Hackers Hijack Exposed LLM Endpoints in Bizarre Bazaar Operation

Hackers are exploiting exposed LLM (Large Language Model) service endpoints in a large-scale cybercrime operation dubbed 'Bizarre Bazaar,' which has been actively targeting poorly secured AI infrastructure for unauthorized access and monetization.

Operation Bizarre Bazaar stages source: Pillar Security

The Scale of the Attack

Over a 40-day period, researchers at Pillar Security recorded more than 35,000 attack sessions on their honeypots, revealing the massive scale of this campaign. The operation represents one of the first documented examples of 'LLMjacking' attacks attributed to a specific threat actor, marking a significant evolution in cybercrime targeting AI infrastructure.

Attack Vectors and Targets

The campaign exploits several common vulnerabilities in LLM deployments:

• Self-hosted LLM setups with misconfigurations
• Exposed or unauthenticated AI APIs
• Publicly accessible MCP (Model Context Protocol) servers
• Development or staging AI environments with public IP addresses

Specific targets include unauthenticated Ollama endpoints on port 11434, OpenAI-compatible APIs on port 8000, and unauthenticated production chatbots. The researchers noted that attacks begin within hours of a misconfigured endpoint appearing in Shodan or Censys internet scans.

Criminal Supply Chain

Pillar Security's investigation uncovered a sophisticated criminal supply chain involving three distinct threat actors working in coordination:

1. The Scanner: Uses automated bots to systematically scan the internet for LLM and MCP endpoints
2. The Validator: Validates findings and tests access to compromised endpoints
3. The Reseller: Operates the commercial service 'silver[.]inc' that resells access through Telegram and Discord channels

Monetization Strategies

The attackers employ multiple revenue streams from compromised LLM endpoints:

• Cryptocurrency Mining: Stealing computing resources for mining operations
• API Resale: Selling unauthorized access on darknet markets
• Data Exfiltration: Stealing prompts and conversation history
• Lateral Movement: Pivoting into internal systems via MCP servers

The SilverInc Connection

The commercial service at 'silver[.]inc' promotes a project called NeXeonAI, advertised as a "unified AI infrastructure" providing access to more than 50 AI models from leading providers. The service accepts cryptocurrency and PayPal payments, making it accessible to a broad range of cybercriminals.

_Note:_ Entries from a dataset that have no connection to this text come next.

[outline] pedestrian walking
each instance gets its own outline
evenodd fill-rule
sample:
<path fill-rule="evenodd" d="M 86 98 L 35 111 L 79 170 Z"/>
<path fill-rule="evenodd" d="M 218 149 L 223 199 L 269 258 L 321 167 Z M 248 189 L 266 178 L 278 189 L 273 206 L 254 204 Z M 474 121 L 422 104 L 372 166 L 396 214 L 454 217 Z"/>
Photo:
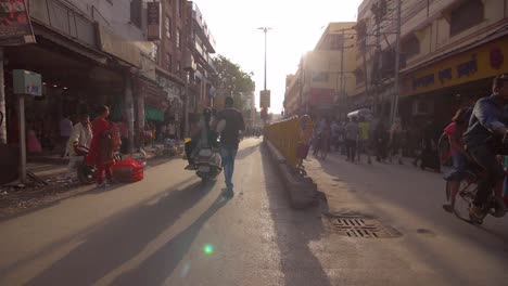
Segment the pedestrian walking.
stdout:
<path fill-rule="evenodd" d="M 92 128 L 90 123 L 90 117 L 88 114 L 81 114 L 79 116 L 79 122 L 73 127 L 73 132 L 67 143 L 67 153 L 68 153 L 68 165 L 67 165 L 67 178 L 72 179 L 75 177 L 76 165 L 79 162 L 82 157 L 77 156 L 74 147 L 85 147 L 90 148 L 92 141 Z"/>
<path fill-rule="evenodd" d="M 356 117 L 352 117 L 350 122 L 345 127 L 347 160 L 351 162 L 355 161 L 358 136 L 358 122 Z"/>
<path fill-rule="evenodd" d="M 384 119 L 381 119 L 374 129 L 376 159 L 384 161 L 386 159 L 388 132 Z"/>
<path fill-rule="evenodd" d="M 99 116 L 92 122 L 92 143 L 88 153 L 87 164 L 97 166 L 97 186 L 106 187 L 112 182 L 111 167 L 114 162 L 113 126 L 106 120 L 110 108 L 99 108 Z M 104 173 L 109 182 L 104 182 Z"/>
<path fill-rule="evenodd" d="M 64 115 L 62 120 L 60 120 L 60 145 L 62 152 L 60 157 L 65 157 L 67 155 L 67 141 L 71 138 L 71 133 L 73 132 L 73 121 L 68 118 L 68 115 Z"/>
<path fill-rule="evenodd" d="M 370 122 L 365 119 L 364 116 L 360 116 L 359 123 L 359 140 L 358 140 L 358 161 L 360 160 L 360 154 L 365 153 L 367 155 L 368 164 L 372 164 L 370 160 L 370 151 L 369 151 L 369 134 L 370 134 Z"/>
<path fill-rule="evenodd" d="M 234 158 L 240 144 L 240 132 L 245 130 L 242 113 L 233 107 L 234 100 L 226 98 L 225 109 L 217 114 L 217 122 L 225 121 L 226 126 L 220 132 L 220 154 L 223 156 L 224 177 L 227 192 L 225 196 L 233 197 L 232 176 L 234 172 Z"/>
<path fill-rule="evenodd" d="M 398 164 L 403 165 L 402 160 L 402 143 L 403 143 L 403 129 L 399 118 L 395 118 L 392 127 L 390 128 L 390 162 L 392 162 L 393 157 L 398 158 Z"/>

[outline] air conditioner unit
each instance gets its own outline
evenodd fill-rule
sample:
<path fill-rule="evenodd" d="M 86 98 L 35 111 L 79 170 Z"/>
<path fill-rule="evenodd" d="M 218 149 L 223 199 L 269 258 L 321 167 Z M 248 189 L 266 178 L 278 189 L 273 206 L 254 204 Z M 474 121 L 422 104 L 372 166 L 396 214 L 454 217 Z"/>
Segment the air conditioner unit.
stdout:
<path fill-rule="evenodd" d="M 434 113 L 433 100 L 416 100 L 412 102 L 412 115 L 430 115 Z"/>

Attribution and Ongoing Threats

Researchers have attributed the operation to specific threat actors using the aliases "Hecker," "Sakuya," and "LiveGamer101." While Bizarre Bazaar focuses on LLM API abuse, Pillar Security is tracking a separate campaign targeting MCP endpoint reconnaissance, which provides additional opportunities for lateral movement through Kubernetes interactions, cloud service access, and shell command execution.

Why This Matters

"The threat differs from traditional API abuse because compromised LLM endpoints can generate significant costs (inference is expensive), expose sensitive organizational data, and provide lateral movement opportunities," Pillar Security explains.

The campaign is ongoing, and the SilverInc service remains operational. This represents a critical security concern as organizations increasingly deploy AI infrastructure without adequate security controls.

Protection Recommendations

Organizations should implement the following security measures to protect their LLM endpoints:

• Authentication: Implement strong authentication mechanisms for all AI endpoints
• Network Segmentation: Isolate AI services from critical infrastructure
• Regular Auditing: Monitor for unauthorized access attempts
• Configuration Management: Ensure proper security configurations for all AI deployments
• Rate Limiting: Implement controls to prevent resource exhaustion

As AI infrastructure becomes more prevalent, the attack surface for cybercriminals continues to expand. The Bizarre Bazaar operation demonstrates that threat actors are rapidly adapting their tactics to exploit this emerging technology, making security a critical consideration for any organization deploying LLM services.